Inadequate Equilibria

Eliezer Yudkowsky

Why I looked at this book

In The People's Economics I argue that as an economic system tends towards equilibrium it should also tend towards a more egalitarian society. The great inequalities in our society indicate to me that the economy is somehow prevented from moving towards the optimal position. So I'm hoping that Inadequate Equilibria will shed some light on this, and maybe indicate how we might deal with it.

I've know of Yudkowsky's work in AI, and have read some of his seemingly endless Harry Potter and the Methods of Rationality. Inadequate Equilibria is much shorter, so it should be much easier to finish reading.

First impressions

Note that this book can be read on a 'pay what you want' basis at

The blurb presents this book for the reader to exploit inefficiencies in our economy rather than fix them, but I guess that's OK since if people exploit them then Adam Smith's invisible hand will fix them. The question is, can you actually exploit inefficiencies. Yudkowsky gives stock prices as an example of an efficient market, but I'm not so sure. Keynes thought that stock prices were governed by what he called a Beauty Contest, in which people pricing shares on what they think everyone else thinks their value is. But the market can stay irrational longer than you can stay solvent, so you can't benefit from this irrationality.

Except that if you think shares are overpriced, you can start a business and hope that your shares in it will eventually be overpriced too. It's a risky business of course, but the expected gain should justify it. That's the expected gain in money though. The trouble is that some people end up very rich, but most people don't see that as a big gain in utiliy, so the expected gain in utility is probably negative. (In The People's Economics I discuss how this problem might be overcome by nonprofits owning businesses)

The monetary policy of Japan is mentioned as an inefficiency which there is no way to exploit, but again I feel that while there may be no simple way to exploit it via the financial markets, there may be a more difficult (and probably risky) way to exploit it.

Yudkowsky then tells of how he tackled his wife's seasonal affective disorder by putting up 130 LED light bulbs. Surely though the medical establishment should already have thought of that? I'm not so sure. In Steven Pinker's The Better Angels of Our Nature he describes how the cost of lighting has plummeted. Until a few years ago that amount of light would have been prohibitively expensive, so it's hardly surprising that no one tried it to treat SAD.
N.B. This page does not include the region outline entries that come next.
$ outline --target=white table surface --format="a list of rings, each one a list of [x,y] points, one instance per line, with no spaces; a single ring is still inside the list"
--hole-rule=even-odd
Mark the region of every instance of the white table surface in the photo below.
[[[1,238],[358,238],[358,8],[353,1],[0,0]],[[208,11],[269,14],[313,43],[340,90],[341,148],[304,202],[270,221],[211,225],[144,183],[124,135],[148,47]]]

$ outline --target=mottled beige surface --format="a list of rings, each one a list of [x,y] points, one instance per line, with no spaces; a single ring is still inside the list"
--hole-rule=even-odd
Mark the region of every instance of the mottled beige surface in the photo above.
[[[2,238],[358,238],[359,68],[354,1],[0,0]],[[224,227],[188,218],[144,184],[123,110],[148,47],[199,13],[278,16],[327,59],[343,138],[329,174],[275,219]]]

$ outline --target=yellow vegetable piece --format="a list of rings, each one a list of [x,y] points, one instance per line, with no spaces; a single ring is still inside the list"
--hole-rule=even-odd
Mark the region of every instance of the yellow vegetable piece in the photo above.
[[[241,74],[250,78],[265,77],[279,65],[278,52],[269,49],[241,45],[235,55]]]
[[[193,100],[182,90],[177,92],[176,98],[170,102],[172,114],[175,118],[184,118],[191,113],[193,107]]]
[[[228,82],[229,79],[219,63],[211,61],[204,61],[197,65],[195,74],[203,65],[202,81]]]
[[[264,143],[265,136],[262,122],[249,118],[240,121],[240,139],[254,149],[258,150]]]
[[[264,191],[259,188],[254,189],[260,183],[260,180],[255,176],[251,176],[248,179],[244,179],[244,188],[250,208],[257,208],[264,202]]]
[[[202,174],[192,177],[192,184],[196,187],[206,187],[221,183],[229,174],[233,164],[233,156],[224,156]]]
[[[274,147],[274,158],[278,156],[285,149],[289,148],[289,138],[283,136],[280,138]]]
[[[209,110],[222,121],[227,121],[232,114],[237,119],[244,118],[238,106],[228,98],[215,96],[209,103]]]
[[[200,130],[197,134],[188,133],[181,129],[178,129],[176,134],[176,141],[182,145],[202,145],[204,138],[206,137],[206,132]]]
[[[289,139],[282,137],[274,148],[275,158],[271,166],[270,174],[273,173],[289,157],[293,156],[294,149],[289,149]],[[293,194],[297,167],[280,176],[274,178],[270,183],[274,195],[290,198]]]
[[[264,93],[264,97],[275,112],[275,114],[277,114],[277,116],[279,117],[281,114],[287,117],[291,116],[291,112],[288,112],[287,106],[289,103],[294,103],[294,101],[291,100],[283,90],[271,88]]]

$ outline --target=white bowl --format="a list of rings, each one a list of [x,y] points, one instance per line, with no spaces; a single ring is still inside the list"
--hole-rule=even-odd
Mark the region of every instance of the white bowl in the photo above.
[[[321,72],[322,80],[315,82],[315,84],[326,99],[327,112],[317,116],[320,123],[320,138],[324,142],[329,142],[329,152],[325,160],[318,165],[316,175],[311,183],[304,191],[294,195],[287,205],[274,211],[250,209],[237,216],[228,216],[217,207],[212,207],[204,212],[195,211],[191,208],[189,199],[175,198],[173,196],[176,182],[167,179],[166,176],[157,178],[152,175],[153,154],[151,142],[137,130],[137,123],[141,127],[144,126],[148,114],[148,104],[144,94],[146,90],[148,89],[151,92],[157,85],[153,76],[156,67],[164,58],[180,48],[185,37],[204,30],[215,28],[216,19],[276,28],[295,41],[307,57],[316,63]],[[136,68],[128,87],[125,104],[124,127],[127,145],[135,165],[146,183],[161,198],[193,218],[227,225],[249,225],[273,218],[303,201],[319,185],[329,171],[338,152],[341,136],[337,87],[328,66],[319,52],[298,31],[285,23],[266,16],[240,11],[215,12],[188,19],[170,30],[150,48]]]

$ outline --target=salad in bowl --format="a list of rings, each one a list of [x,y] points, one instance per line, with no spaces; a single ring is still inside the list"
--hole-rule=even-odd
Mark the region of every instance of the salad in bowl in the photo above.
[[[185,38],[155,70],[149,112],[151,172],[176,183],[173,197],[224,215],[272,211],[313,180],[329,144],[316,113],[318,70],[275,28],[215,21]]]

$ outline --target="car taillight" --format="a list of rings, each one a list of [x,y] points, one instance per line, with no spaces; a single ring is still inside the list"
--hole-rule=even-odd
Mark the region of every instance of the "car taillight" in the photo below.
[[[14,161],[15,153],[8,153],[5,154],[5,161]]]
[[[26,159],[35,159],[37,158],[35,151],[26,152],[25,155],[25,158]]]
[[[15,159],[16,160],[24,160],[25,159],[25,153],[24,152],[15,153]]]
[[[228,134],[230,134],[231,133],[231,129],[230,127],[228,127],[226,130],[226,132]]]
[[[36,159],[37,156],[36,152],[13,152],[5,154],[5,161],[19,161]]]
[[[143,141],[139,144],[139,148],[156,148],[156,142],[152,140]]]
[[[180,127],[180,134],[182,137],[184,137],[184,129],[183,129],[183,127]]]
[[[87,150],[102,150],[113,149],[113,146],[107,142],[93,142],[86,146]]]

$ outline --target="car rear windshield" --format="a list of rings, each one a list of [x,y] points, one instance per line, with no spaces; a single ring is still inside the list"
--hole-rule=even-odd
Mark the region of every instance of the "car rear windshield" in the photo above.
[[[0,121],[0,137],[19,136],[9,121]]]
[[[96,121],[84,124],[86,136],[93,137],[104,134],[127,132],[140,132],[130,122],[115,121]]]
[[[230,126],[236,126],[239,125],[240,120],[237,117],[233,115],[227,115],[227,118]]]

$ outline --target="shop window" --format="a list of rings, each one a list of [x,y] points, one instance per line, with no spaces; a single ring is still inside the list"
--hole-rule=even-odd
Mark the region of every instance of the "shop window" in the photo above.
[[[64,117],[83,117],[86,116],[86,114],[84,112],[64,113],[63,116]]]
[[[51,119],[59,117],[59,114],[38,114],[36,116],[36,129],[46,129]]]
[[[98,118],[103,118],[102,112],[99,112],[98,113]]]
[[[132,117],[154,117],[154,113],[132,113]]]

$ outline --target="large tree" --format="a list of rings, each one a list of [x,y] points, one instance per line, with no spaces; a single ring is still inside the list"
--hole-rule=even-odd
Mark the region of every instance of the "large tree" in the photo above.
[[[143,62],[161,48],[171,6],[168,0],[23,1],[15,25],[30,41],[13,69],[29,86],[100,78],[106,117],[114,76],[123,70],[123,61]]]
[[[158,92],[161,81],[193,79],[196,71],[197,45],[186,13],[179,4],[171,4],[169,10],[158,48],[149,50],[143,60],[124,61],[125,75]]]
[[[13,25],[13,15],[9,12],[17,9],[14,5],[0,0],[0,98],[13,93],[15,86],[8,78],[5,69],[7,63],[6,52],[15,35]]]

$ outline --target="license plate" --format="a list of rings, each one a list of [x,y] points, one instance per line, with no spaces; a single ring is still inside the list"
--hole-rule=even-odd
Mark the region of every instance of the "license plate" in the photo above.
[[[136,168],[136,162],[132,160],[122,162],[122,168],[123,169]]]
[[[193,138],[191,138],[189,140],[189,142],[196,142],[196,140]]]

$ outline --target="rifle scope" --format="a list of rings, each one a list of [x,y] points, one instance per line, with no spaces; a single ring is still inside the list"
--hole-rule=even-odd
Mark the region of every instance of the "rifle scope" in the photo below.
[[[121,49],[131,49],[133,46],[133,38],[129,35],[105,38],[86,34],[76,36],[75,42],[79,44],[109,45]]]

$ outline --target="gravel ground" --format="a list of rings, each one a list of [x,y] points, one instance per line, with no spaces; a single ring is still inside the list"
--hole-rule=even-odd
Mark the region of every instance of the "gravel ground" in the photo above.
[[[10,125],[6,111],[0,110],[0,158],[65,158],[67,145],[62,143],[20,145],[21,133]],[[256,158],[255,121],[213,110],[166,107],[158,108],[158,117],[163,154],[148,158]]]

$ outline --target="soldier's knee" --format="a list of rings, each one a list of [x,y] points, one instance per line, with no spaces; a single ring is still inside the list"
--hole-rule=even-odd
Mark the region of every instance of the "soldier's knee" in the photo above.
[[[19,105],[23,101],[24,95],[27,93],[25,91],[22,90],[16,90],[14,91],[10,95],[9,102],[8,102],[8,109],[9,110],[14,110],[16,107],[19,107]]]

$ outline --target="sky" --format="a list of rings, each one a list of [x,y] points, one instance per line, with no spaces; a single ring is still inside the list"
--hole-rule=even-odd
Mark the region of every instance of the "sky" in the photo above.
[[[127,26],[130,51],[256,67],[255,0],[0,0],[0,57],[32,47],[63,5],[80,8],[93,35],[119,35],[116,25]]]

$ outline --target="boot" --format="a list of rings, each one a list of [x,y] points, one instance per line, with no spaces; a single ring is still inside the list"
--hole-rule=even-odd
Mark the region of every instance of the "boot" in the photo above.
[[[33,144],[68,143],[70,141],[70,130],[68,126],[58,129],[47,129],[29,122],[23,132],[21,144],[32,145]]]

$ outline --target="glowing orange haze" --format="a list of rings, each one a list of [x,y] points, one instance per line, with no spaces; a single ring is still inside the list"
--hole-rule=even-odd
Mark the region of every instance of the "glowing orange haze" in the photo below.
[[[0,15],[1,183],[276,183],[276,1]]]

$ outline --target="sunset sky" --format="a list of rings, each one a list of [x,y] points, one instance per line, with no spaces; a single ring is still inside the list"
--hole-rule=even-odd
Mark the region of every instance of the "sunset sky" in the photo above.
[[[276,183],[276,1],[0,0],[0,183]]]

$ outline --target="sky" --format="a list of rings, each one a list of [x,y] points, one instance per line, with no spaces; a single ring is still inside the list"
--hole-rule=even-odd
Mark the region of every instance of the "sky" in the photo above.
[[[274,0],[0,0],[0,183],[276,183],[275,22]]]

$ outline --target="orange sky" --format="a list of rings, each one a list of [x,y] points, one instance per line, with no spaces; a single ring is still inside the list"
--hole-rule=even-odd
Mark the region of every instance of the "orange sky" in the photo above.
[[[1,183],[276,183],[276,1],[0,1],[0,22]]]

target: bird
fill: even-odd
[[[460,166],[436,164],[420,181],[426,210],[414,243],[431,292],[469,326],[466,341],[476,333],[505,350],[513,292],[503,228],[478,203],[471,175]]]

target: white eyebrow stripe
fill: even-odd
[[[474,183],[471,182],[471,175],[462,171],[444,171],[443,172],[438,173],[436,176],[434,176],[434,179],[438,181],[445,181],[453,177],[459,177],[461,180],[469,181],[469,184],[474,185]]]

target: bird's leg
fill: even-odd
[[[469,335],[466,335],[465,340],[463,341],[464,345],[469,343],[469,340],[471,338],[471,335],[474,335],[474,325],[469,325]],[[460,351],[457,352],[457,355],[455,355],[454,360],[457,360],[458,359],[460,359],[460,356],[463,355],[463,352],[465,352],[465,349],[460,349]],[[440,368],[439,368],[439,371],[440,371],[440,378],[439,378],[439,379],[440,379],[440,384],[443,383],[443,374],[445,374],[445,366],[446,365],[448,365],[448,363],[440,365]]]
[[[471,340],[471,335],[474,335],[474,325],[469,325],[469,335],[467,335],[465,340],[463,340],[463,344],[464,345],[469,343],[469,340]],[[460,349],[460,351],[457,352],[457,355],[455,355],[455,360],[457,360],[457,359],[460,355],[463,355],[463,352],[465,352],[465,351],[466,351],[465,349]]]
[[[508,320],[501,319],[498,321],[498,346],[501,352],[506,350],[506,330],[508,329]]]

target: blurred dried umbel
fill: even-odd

So I'm not convinced about Yudkowsky's arguments so far, but it's entertaining reading, so I'll see what he has to say in the rest of the book.

Main review

Yudkowsky discusses the failure of the FDA to approve Omegaven for intravenous feeding of babies, and how this has led to hundreds of deaths. He doesn't really go the the root of the problem, which is that once parents hear about Omegaven, they aren't willing to enter a controlled trial where their child may get the inferior alternative. Why aren't people making a fuss about all those dead babies? Probably for much the same reason that they don't jump for joy at the way infant mortality has plummeted over the last couple of centuries.

The book does mention the idea of a Keynesian Beauty contest in chapter 3, but the implication seems to be that this only happens in inefficient markets (where goods can't be shorted). I find this rather doubtful, since Keynes was specifically referring to equity market, and others have pointed out the amount of herd behaviour in financial markets. I can see though that the important thing is to look at inadequacy in a more general context. I found the book rather disappointing though. I was expecting some ideas about how inadequate systems might be fixed, but instead it switched to a discussion of modesty. Now some people don't think of Yudkowsky as particularly modest:
The discussion seems to be a defense of his point of view. The trouble is that it seems to be of limited applicability. Yes, if the cost of failure is small you shouldn't worry that a task will be too hard for you. But the cost of failure often isn't small. For instance if you go for a challenging degree, but end up with large debts and a mediocre result then you might think you should have chosen a different way to spend 4 years of your life.

One would also think that Yudkowsky's argument against excess modesty would mean that the book has a can-do feel, but I actually found it somewhat defeatist. In an efficient market you can't improve things because someone else will have got there first. In an inadequate system you can't improve things because of the inadequacy of the system. Yudkowsky also says that you should be willing to enter into bets on what you believe to help with your learning. But an important part of betting is that you're not supposed to try to influence the result. Everything seems to point to reasons for inaction.

My feeling is that if you think you can do something new in 20 hours then someone's probably already tried it - lots of people have that amount to spare. If you think you can do something in 8000 hours (I think in powers of 20), well maybe you can, but you need to think about how you will support yourself for that amount of time, and whether it is worth the risk. You will almost certainly need help from elsewhere, which means working with an inadequate system. But a task that takes 400 hours, well that might just be possible, and may well lead to something new.

One thing I will say about this book is that it is very thought-provoking. While I was reviewing it I found myself constantly getting distracted by following up an idea it suggested to me. That may be a warning against thinking that it will be a quick read, but it may mean that reading it ends up being highly worthwhile.